SemEval2010_task8_all_data/SemEval2010_task8_scorer-v1.2/README.txt

Included are two tools for SemEval-2010 Task #8:
Multi-Way Classification of Semantic Relations Between Pairs of Nominals

The task is described on the following Web address:
	http://docs.google.com/View?id=dfvxd49s_36c28v9pmw


1. Output File Format Checker
-----------------------------

This is an official output file format checker for SemEval-2010 Task 8.

Use:
   semeval2010_task8_format_checker.pl <PROPOSED_ANSWERS>

Examples:
   semeval2010_task8_format_checker.pl proposed_answer1.txt
   semeval2010_task8_format_checker.pl proposed_answer2.txt
   semeval2010_task8_format_checker.pl proposed_answer3.txt
   semeval2010_task8_format_checker.pl proposed_answer4.txt
   semeval2010_task8_format_checker.pl proposed_answer5.txt

  In the examples above, the first three files are OK, while the last one contains four errors.
  And answer_key2.txt contains the true labels for the *training* dataset.

Description:
   The scorer takes as input a proposed classification file,
   which should contain one prediction per line in the format
   "<SENT_ID>	<RELATION>"
   with a TAB as a separator, e.g.,
         1	Component-Whole(e2,e1)
         2	Other
         3	Instrument-Agency(e2,e1)
             ...
   The file does not have to be sorted in any way.
   Repetitions of IDs are not allowed.

   In case of problems, the checker outputs the problemtic line and its number.
   Finally, the total number of problems found is reported
   or a message is output saying that the file format is OK.
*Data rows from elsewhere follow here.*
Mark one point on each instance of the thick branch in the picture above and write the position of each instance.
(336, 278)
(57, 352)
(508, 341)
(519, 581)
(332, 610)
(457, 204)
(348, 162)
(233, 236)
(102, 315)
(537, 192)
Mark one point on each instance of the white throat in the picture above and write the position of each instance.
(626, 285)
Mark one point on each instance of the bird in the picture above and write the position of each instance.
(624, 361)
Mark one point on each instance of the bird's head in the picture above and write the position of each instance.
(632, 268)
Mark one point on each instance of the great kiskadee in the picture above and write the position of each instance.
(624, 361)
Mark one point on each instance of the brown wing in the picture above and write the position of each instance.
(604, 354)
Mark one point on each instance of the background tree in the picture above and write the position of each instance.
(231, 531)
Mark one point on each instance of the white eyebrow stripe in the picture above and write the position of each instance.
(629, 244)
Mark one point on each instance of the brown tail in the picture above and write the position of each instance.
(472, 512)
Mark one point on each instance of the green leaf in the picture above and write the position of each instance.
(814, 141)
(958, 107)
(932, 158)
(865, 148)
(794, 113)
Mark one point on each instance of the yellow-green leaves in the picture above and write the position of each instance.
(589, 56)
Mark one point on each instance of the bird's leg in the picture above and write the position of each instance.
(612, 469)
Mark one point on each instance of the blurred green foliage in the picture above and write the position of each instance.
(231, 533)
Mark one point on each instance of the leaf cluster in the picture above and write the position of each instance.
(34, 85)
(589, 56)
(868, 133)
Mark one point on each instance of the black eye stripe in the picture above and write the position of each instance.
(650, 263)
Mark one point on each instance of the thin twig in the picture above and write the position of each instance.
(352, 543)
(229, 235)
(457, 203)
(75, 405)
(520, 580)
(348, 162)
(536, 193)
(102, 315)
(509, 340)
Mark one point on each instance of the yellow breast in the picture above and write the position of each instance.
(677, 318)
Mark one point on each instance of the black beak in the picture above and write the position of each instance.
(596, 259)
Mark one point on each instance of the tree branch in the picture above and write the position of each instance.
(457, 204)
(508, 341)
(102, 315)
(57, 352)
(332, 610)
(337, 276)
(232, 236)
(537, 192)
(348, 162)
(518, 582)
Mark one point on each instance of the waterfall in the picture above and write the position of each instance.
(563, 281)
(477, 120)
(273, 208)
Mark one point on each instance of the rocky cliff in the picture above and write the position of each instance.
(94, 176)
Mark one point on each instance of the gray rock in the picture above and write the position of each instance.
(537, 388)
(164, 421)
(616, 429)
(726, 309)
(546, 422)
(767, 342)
   Participants are expected to check their output using this checker before submission.

Last modified: March 10, 2010


2. Scorer
---------

This is the official scorer for SemEval-2010 Task #8.

Last modified: March 22, 2010

Current version: 1.2

Revision history:
  - Version 1.2 (fixed a bug in the precision for the scoring of (iii))
  - Version 1.1 (fixed a bug in the calculation of accuracy)

Use:
   semeval2010_task8_scorer-v1.1.pl <PROPOSED_ANSWERS> <ANSWER_KEY>

Examples:
   semeval2010_task8_scorer-v1.2.pl proposed_answer1.txt answer_key1.txt > result_scores1.txt
   semeval2010_task8_scorer-v1.2.pl proposed_answer2.txt answer_key2.txt > result_scores2.txt
   semeval2010_task8_scorer-v1.2.pl proposed_answer3.txt answer_key3.txt > result_scores3.txt
   semeval2010_task8_scorer-v1.2.pl proposed_answer5.txt answer_key5.txt > result_scores5.txt

Description:
   The scorer takes as input a proposed classification file and an answer key file.
   Both files should contain one prediction per line in the format "<SENT_ID>	<RELATION>"
   with a TAB as a separator, e.g.,
         1	Component-Whole(e2,e1)
         2	Other
         3	Instrument-Agency(e2,e1)
             ...
   The files do not have to be sorted in any way and the first file can have predictions
   for a subset of the IDs in the second file only, e.g., because hard examples have been skipped.
   Repetitions of IDs are not allowed in either of the files.

   The scorer calculates and outputs the following statistics:
      (1) confusion matrix, which shows
         - the sums for each row/column: -SUM-
         - the number of skipped examples: skip
         - the number of examples with correct relation, but wrong directionality: xDIRx
         - the number of examples in the answer key file: ACTUAL ( = -SUM- + skip + xDIRx )
      (2) accuracy and coverage
      (3) precision (P), recall (R), and F1-score for each relation
      (4) micro-averaged P, R, F1, where the calculations ignore the Other category.
      (5) macro-averaged P, R, F1, where the calculations ignore the Other category.

   Note that in scores (4) and (5), skipped examples are equivalent to those classified as Other.
   So are examples classified as relations that do not exist in the key file (which is probably not optimal).

   The scoring is done three times:
     (i)   as a (2*9+1)-way classification
     (ii)  as a (9+1)-way classification, with directionality ignored
     (iii) as a (9+1)-way classification, with directionality taken into account.
   
   The official score is the macro-averaged F1-score for (iii).